Bess was busy looking at a row of beaded gold-tone necklaces pinned to the velvet display. “Your work is very beautiful,” she commented. “Are they original designs?”

“Actually, the Etruscans made the designs first,” Massimo told her. “I just copy them from museums. The originals are more than two thousand years old.”

“The Etruscans?” Nancy repeated. She tried to think back to her European history class but drew a blank. “Who are they?”

“They lived in Tuscany in ancient times, before the Roman Empire came into being,” Claudia told the girls. “They were masters at jewelry-making, and with gold in particular.”

Massimo handed Bess a mirror and held one of the necklaces lightly against her neck. “It is perfect,” he said with satisfaction. “The blue stones match your eyes exactly.”

The necklace consisted of long and short gold-toned beads. Blue stones flashed in each of the three center beads, which were set off on either side by two longer, oblong beads that looked to Nancy like some kind of fruit. Two types of smaller beads—small rosettes and beads covered in a sandy-textured finish—alternated to fill out the rest of the necklace.

“Wow,” Nancy commented. “That's beautiful.”

“I'll say,” Bess agreed. Smiling up at Massimo, she said, “I'll take it. But you said it's fake, right? You won't charge me all the money I have, will you?”

Massimo slipped the necklace into a paper bag and handed it to her. “Do you dance?” he asked without answering her question.

Bess wrinkled her nose and looked puzzled as she took the bag. “I love to dance. But what does that have to do—”

“Then dance with me, and the necklace is yours,” Massimo said, cutting off Bess's question.

“Here?” Bess looked around the bustling piazza.

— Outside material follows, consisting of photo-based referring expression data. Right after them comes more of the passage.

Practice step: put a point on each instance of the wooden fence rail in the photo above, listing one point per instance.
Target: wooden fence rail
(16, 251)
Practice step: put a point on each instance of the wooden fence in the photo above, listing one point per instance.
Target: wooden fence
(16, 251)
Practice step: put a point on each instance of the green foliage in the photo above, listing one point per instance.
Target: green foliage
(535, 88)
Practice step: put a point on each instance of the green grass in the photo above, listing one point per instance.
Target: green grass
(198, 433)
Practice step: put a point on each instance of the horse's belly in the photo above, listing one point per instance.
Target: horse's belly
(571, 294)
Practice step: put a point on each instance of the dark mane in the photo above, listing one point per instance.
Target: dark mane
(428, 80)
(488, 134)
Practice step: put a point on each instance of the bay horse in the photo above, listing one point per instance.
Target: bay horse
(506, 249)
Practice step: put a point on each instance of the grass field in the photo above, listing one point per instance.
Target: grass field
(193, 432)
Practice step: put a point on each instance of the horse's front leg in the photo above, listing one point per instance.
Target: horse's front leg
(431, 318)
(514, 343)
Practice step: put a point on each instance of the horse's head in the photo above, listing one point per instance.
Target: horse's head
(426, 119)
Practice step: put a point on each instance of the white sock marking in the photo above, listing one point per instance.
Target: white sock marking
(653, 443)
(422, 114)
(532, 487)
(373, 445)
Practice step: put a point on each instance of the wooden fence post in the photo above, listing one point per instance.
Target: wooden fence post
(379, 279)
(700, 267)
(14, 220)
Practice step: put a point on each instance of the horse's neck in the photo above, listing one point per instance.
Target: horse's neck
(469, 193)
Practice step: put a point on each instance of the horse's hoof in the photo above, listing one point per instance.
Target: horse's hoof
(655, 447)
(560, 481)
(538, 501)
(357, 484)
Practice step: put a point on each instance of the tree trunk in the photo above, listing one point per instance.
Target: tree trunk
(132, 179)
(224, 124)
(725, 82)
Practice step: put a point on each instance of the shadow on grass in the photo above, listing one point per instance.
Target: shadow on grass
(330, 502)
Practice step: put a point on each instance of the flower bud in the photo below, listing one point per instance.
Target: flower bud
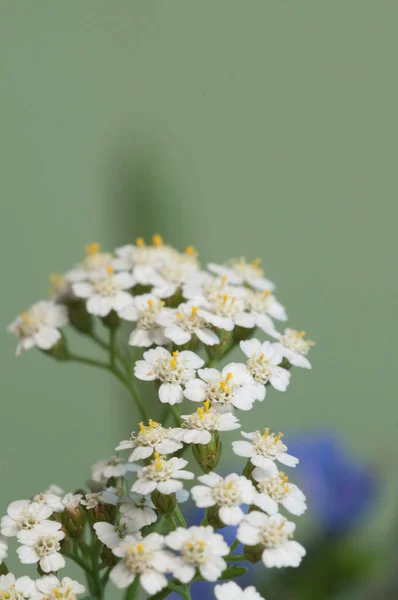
(213, 519)
(102, 512)
(59, 351)
(219, 350)
(248, 470)
(107, 557)
(79, 318)
(243, 333)
(112, 320)
(253, 553)
(165, 503)
(73, 521)
(208, 455)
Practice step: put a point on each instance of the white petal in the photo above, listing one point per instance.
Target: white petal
(152, 581)
(170, 393)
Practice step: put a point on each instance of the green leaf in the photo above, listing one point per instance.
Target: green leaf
(233, 572)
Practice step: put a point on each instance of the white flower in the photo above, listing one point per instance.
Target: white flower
(153, 438)
(274, 533)
(39, 326)
(54, 501)
(221, 304)
(24, 515)
(105, 292)
(294, 347)
(232, 591)
(240, 271)
(264, 449)
(110, 534)
(102, 470)
(227, 494)
(51, 588)
(71, 501)
(232, 387)
(16, 589)
(162, 475)
(145, 558)
(263, 362)
(95, 263)
(200, 548)
(173, 371)
(41, 544)
(181, 324)
(273, 489)
(108, 496)
(139, 509)
(3, 549)
(198, 427)
(145, 310)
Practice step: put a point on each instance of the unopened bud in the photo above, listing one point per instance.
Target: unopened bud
(79, 318)
(165, 503)
(248, 470)
(73, 521)
(253, 553)
(208, 455)
(59, 351)
(243, 333)
(112, 320)
(107, 557)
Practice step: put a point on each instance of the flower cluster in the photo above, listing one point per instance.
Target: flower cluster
(185, 319)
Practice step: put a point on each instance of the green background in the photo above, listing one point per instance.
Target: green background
(261, 128)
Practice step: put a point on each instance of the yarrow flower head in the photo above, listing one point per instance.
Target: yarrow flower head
(263, 362)
(39, 326)
(232, 591)
(274, 534)
(228, 494)
(144, 558)
(181, 324)
(231, 388)
(198, 427)
(150, 439)
(16, 589)
(199, 549)
(51, 588)
(146, 310)
(42, 545)
(3, 549)
(274, 488)
(24, 515)
(105, 292)
(172, 370)
(264, 449)
(162, 475)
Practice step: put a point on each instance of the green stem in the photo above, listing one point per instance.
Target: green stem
(128, 384)
(132, 590)
(236, 558)
(179, 517)
(112, 347)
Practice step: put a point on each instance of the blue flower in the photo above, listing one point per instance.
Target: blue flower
(339, 489)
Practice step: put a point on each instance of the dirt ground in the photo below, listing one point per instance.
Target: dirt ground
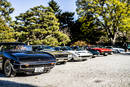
(108, 71)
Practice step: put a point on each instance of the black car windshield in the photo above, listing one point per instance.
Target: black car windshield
(15, 48)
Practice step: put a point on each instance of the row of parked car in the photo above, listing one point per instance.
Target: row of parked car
(20, 58)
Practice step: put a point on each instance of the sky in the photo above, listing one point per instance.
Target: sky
(22, 6)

Massimo shook his head. “Not here,” he assured her. “But sometime before you leave Rome.”

Bess started to protest, but Massimo held up a hand to stop her. “Nancy, George, you must pick something, too, so Bess will not argue.”

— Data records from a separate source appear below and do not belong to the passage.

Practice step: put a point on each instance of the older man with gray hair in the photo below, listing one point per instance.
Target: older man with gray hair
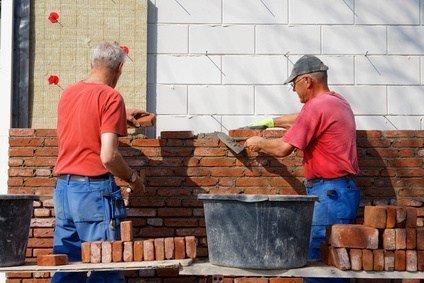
(88, 203)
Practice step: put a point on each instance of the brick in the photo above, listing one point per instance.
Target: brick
(420, 238)
(355, 259)
(340, 258)
(117, 251)
(126, 231)
(378, 257)
(106, 252)
(400, 260)
(411, 260)
(179, 247)
(367, 260)
(138, 250)
(389, 261)
(96, 252)
(389, 239)
(52, 260)
(149, 250)
(354, 236)
(411, 238)
(86, 252)
(128, 254)
(191, 246)
(159, 249)
(400, 238)
(420, 260)
(169, 248)
(391, 217)
(411, 217)
(375, 216)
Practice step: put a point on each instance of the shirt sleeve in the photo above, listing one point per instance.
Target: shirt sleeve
(114, 117)
(304, 129)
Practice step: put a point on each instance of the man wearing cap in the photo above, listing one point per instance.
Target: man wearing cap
(325, 131)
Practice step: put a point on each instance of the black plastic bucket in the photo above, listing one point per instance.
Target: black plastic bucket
(258, 231)
(15, 219)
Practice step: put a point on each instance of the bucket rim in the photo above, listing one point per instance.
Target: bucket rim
(256, 198)
(17, 197)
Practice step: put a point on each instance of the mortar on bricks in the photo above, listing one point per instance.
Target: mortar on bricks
(258, 231)
(15, 219)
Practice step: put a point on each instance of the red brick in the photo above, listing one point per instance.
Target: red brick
(420, 238)
(411, 238)
(391, 217)
(191, 246)
(179, 245)
(411, 217)
(128, 254)
(400, 239)
(52, 260)
(355, 259)
(340, 258)
(389, 261)
(389, 239)
(159, 249)
(375, 216)
(176, 135)
(411, 260)
(242, 133)
(149, 250)
(353, 236)
(126, 231)
(117, 251)
(138, 250)
(378, 257)
(367, 260)
(96, 252)
(86, 252)
(169, 248)
(106, 252)
(400, 260)
(420, 260)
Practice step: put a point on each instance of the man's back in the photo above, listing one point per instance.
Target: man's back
(85, 111)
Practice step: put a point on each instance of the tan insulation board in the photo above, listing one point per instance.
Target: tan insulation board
(64, 49)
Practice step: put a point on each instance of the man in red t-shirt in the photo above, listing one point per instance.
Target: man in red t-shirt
(88, 203)
(325, 131)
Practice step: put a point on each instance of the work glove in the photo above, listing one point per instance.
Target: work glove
(266, 123)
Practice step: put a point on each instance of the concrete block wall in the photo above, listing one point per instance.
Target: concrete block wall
(179, 166)
(228, 59)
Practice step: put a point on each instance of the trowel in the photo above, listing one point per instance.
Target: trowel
(230, 142)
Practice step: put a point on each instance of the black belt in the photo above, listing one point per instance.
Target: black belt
(80, 178)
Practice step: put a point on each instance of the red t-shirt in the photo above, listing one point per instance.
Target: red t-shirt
(325, 131)
(85, 111)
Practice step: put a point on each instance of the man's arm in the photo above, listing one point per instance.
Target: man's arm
(275, 147)
(115, 163)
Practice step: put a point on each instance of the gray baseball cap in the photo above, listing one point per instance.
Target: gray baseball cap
(305, 65)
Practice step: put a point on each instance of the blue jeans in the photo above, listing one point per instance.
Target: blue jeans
(86, 210)
(338, 203)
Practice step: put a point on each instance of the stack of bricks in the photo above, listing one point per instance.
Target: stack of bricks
(389, 240)
(127, 250)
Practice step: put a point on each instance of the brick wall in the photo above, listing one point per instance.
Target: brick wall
(180, 166)
(228, 58)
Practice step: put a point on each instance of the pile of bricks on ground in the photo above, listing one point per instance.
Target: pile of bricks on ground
(389, 240)
(128, 250)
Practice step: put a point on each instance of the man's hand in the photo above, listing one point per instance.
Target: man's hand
(254, 143)
(133, 115)
(267, 123)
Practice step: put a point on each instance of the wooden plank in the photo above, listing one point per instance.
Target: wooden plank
(85, 267)
(205, 268)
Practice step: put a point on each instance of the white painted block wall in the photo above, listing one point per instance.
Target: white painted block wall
(214, 62)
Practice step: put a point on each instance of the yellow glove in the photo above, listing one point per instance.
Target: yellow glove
(267, 123)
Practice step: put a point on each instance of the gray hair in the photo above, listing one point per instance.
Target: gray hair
(107, 54)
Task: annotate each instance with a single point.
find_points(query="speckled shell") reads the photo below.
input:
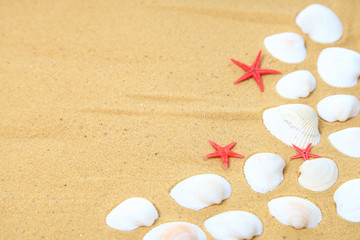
(318, 174)
(296, 212)
(321, 23)
(293, 124)
(264, 171)
(287, 47)
(131, 214)
(347, 199)
(201, 191)
(234, 225)
(339, 67)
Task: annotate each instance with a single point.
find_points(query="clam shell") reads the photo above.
(347, 199)
(296, 212)
(293, 124)
(339, 67)
(176, 231)
(321, 23)
(131, 214)
(296, 84)
(201, 191)
(347, 141)
(287, 47)
(264, 171)
(339, 107)
(318, 174)
(234, 225)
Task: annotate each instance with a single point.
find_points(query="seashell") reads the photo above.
(264, 171)
(339, 107)
(287, 47)
(296, 84)
(293, 124)
(201, 191)
(131, 214)
(234, 225)
(347, 141)
(347, 199)
(296, 212)
(176, 231)
(318, 174)
(321, 23)
(339, 67)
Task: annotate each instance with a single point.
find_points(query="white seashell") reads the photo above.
(287, 47)
(339, 107)
(131, 214)
(296, 84)
(293, 124)
(296, 212)
(339, 67)
(318, 174)
(347, 199)
(201, 191)
(321, 23)
(264, 171)
(347, 141)
(176, 231)
(234, 225)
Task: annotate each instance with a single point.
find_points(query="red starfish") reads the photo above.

George shook her head. “Your work is beautiful, but it's not my style.”

To Nancy's surprise, Massimo nodded his agreement. “You are right,” he said. “You need something simple but elegant. Perhaps in silver.” He turned to Nancy. “And I think copper for you,” he said, reaching out to touch her red-gold hair. “For your beautiful hair.”

This guy is quite a charmer, Nancy thought, but he did seem nice, and Bess was certainly enjoying his compliments. “Bess, I think you'd better thank Massimo,” Nancy said quickly, “and we should
get moving. Otherwise we'll bankrupt this poor guy.”

As another tourist came over to the display the girls said goodbye to Massimo and moved on.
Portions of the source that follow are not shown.